Die Ergebnisse der laut Auftraggeber umfassendsten Lärmwirkungsstudie wirken diffus: Fluglärm erhöht zur Überraschung der Forscher das Risiko, an einer Depression zu erkranken; Herz-Kreislauferkrankungen riskieren eher Menschen, die an einer vielbefahrenen Bahnstrecke wohnen. Auf den Blutdruck habe Dauerlärm aber gar keinen Effekt. Wenig überraschend ist, dass der nächtliche Schlaf besser ist, wenn die Lärmquelle wegfällt - nämlich während des Nachtflugverbots, das in Frankfurt 2011 eingeführt wurde. Für Karsten Möring (CDU), Lärmexperte im Umweltausschuss des Bundestags, sollten diese positiven Effekte nun auch Konsequenzen für den Flughafen Köln-Bonn haben, wo bisher kein Nachtflugverbot gilt.

Die NORAH-Ergebnisse, nach denen Lärm keine Wirkung auf den Blutdruck hat, weichen von bisherigen Untersuchungen ab. Studien aus Mainz und des Umweltbundesamts konstatieren klare Effekte. "Wir wissen, dass Fluglärm Bluthochdruck, Herzinfarkte und auch Schlaganfälle auslösen kann", hatte der Mainzer Forscher Thomas Münzel bei der Vorstellung seiner Studie 2013 gesagt. Lärm aktiviere das Stresshormon Adrenalin und beeinträchtige die Gefäßfunktion. Nach Angaben des Umweltbundesamts wirkt Lärm auf den gesamten Organismus. Er verursache körperliche Stressreaktionen, aktiviere das autonome Nervensystem und das hormonelle System. Mögliche Langzeitfolge seien Herz-Kreislauferkrankungen, Bluthochdruck oder Herzinfarkte.

An der NORAH-Studie haben Wissenschaftler verschiedener Disziplinen fünf Jahre lang gearbeitet.

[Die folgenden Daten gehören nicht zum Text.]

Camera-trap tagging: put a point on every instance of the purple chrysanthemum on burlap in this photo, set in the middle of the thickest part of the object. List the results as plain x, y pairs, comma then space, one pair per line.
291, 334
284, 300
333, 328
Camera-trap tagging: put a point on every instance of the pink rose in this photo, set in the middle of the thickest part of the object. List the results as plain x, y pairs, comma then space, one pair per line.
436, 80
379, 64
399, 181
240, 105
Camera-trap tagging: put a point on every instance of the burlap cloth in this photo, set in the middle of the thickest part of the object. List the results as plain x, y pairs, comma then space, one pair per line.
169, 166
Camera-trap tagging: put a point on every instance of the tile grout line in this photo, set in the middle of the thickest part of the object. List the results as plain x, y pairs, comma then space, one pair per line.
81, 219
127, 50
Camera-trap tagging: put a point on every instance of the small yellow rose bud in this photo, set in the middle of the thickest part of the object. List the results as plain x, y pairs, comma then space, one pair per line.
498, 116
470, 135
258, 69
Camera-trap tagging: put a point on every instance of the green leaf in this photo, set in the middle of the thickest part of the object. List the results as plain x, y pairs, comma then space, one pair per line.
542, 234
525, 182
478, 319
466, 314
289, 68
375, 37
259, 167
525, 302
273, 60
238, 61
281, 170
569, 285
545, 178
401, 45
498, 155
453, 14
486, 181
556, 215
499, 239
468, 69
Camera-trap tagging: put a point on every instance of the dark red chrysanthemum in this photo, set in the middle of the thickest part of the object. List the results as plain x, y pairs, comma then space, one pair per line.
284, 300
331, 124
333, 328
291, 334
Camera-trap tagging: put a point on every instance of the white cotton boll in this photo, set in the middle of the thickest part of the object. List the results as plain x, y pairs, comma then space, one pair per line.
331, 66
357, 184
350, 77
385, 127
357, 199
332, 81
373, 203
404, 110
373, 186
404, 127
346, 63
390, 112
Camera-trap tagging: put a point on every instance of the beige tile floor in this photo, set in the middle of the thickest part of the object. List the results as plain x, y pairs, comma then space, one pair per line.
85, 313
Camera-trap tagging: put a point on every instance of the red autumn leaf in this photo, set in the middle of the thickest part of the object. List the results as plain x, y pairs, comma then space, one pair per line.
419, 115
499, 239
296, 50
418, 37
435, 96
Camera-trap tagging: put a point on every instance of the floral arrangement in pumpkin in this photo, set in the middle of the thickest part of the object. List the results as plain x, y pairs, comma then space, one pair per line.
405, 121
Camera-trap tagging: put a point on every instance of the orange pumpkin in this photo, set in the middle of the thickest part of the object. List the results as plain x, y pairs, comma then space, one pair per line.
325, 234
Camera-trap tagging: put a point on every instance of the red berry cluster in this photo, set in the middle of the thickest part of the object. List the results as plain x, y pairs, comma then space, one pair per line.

Auf 2500 Seiten haben sie ihre Ergebnisse zusammengefasst - nach ihren Angaben die bisher umfassendste Untersuchung von Lärmwirkung. "NORAH ist ein Meilenstein", sagte Johann-Dietrich Wörner, Vorstandsmitglied des landeseigenen Forums Flughafen und Region, das die Studie in Auftrag gegeben hatte. Schwerwiegende Risiken bringe der Flugverkehr nicht, wohl aber eine erhebliche Beeinträchtigung der Lebensqualität. Dies müsse künftig als Parameter mehr beachtet werden.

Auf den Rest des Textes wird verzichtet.